Pada hari-hari ini, semarak penerjemahan buku-buku berbahasa Arab ke bahasa Indonesia, di satu sisi, mendatangkan kebermanfaatan dan perluasan pengetahuan. Namun, tidak jarang dijumpa, penerjemahan juga membawa konsekuensi kemusykilan alias kekurangtepatan pada ranah diksi dan konteks terjemahan. Sehingga, penerjemahan rawan berpotensi gagal paham. Dengan kata lain, bila penerjemahan membawa pemahaman bertolakbelakang dengan Pancasila, misalnya.

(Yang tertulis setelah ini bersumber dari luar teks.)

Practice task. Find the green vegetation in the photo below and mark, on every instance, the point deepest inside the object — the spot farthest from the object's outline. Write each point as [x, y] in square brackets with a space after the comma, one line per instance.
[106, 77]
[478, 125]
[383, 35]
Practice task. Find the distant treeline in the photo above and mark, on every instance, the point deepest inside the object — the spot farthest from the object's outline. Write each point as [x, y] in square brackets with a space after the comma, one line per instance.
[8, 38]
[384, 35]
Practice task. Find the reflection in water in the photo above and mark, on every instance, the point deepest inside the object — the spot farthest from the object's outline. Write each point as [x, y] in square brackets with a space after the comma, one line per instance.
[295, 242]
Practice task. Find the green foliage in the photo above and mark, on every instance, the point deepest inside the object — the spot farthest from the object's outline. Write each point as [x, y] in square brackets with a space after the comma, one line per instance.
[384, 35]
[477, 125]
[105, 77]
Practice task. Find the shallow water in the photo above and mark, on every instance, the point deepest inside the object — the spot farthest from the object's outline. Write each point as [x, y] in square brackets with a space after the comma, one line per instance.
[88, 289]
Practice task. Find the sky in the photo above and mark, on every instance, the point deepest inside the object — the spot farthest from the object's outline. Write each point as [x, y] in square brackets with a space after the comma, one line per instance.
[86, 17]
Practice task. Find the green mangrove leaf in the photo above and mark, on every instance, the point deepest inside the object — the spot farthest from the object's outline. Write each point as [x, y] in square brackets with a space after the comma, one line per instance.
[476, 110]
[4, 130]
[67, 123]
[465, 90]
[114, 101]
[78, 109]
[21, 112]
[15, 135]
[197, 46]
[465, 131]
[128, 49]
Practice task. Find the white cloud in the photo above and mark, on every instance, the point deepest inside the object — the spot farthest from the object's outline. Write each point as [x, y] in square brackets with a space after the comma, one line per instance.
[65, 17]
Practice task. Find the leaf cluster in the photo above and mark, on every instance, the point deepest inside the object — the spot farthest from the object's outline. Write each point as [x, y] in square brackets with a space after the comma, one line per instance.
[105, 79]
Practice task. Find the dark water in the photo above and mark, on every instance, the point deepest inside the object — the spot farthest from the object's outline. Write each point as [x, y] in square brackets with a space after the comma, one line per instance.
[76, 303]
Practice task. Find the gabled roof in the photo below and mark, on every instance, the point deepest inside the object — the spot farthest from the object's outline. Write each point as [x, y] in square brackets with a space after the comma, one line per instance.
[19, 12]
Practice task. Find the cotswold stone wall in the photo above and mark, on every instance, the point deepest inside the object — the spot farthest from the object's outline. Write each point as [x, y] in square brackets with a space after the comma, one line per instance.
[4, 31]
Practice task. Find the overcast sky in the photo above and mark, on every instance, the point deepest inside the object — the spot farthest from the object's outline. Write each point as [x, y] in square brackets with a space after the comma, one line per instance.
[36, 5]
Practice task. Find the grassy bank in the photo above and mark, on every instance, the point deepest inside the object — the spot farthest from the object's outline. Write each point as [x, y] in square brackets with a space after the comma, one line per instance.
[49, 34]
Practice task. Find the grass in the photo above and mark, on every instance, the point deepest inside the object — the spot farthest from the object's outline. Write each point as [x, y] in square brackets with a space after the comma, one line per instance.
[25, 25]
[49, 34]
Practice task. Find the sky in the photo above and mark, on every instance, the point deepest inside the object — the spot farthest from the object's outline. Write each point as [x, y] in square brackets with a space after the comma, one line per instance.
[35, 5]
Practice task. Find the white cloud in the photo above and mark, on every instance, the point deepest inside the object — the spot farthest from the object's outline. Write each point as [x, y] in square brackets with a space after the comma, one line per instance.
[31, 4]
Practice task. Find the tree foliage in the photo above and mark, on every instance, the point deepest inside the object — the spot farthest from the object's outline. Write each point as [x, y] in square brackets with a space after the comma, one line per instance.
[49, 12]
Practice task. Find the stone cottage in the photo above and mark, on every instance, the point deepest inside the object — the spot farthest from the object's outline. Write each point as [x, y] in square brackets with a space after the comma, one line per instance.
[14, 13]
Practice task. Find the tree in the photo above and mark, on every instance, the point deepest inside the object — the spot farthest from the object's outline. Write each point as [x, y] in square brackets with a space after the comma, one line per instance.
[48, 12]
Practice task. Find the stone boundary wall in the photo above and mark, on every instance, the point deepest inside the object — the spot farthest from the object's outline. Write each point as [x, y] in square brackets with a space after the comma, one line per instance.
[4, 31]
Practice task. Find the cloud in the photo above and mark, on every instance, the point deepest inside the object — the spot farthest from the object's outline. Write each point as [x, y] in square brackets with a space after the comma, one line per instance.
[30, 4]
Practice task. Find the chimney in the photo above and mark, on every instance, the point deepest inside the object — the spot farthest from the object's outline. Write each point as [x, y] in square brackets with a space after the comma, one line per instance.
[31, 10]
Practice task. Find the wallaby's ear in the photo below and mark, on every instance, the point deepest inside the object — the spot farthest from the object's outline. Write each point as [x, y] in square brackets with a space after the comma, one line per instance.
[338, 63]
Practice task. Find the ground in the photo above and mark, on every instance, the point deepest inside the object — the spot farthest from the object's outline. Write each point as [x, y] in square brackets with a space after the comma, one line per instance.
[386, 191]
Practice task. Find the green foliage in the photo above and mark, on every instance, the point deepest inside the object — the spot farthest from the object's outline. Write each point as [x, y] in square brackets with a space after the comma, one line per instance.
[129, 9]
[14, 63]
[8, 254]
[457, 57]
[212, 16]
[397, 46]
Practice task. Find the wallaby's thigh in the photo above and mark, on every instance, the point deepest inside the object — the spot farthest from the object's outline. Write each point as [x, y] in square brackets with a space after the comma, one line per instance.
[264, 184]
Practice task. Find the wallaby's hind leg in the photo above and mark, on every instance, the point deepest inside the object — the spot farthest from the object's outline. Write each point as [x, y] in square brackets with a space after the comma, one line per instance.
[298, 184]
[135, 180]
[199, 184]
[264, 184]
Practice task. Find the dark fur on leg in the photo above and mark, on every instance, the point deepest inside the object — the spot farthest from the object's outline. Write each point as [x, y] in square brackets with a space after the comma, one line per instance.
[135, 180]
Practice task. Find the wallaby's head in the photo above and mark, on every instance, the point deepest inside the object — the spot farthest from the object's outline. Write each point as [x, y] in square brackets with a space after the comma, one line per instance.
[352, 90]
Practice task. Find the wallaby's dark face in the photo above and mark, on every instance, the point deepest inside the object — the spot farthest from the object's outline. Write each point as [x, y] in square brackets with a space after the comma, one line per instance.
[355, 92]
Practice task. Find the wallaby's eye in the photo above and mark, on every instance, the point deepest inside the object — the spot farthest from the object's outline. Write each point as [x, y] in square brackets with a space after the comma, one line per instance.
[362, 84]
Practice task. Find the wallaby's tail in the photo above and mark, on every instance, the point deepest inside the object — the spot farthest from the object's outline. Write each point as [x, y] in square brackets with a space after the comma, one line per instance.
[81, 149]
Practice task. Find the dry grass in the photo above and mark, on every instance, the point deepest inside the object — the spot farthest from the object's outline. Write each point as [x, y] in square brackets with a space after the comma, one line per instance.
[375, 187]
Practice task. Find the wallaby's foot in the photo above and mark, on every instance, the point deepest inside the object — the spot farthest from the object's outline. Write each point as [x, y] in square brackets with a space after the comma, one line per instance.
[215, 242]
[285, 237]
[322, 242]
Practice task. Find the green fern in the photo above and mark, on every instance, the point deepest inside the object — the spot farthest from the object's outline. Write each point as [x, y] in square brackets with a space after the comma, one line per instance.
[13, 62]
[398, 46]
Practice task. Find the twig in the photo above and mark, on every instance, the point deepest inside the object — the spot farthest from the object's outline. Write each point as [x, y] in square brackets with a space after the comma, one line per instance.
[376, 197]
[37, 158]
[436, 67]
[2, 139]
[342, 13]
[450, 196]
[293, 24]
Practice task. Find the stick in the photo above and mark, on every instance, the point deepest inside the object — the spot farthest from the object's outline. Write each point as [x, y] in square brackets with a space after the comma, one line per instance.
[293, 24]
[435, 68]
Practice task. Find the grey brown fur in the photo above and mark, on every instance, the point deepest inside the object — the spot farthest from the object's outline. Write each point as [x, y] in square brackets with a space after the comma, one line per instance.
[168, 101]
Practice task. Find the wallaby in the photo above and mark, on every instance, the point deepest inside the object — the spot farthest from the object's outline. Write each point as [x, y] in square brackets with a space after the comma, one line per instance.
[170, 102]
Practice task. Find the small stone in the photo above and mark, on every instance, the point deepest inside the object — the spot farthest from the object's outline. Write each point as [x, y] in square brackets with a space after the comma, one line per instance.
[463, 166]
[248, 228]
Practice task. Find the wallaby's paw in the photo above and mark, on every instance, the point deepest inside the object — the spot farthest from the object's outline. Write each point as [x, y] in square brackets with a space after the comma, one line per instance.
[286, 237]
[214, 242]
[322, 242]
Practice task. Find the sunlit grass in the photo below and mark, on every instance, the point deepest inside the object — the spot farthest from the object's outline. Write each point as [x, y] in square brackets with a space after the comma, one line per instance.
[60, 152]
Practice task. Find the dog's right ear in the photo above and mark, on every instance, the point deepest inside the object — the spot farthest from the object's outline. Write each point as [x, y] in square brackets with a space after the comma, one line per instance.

Buku ini menguar agar kita maupun menujukan kepada peneliti, guru, dosen, dan mahasiswa, untuk secara cermat bisa memetakan kasus-kasus seperti di atas. Agar bila ada penerjemahan, tidak langsung ditelan mentah-mentah sebagai kebenaran tunggal.Â
Pembaca disorongkan strategi-strategi agar lebih awas dalam membaca sebuah fenomena penerjemahan. Alhasil, rampung membaca buku ini, maraknya fenomena buku-buku terjemahan perlu penyikapan reflektif: apakah sudah betul penerjemahan itu dan membawa efek kebaikan kepada masyarakat luas, atau sebaliknya.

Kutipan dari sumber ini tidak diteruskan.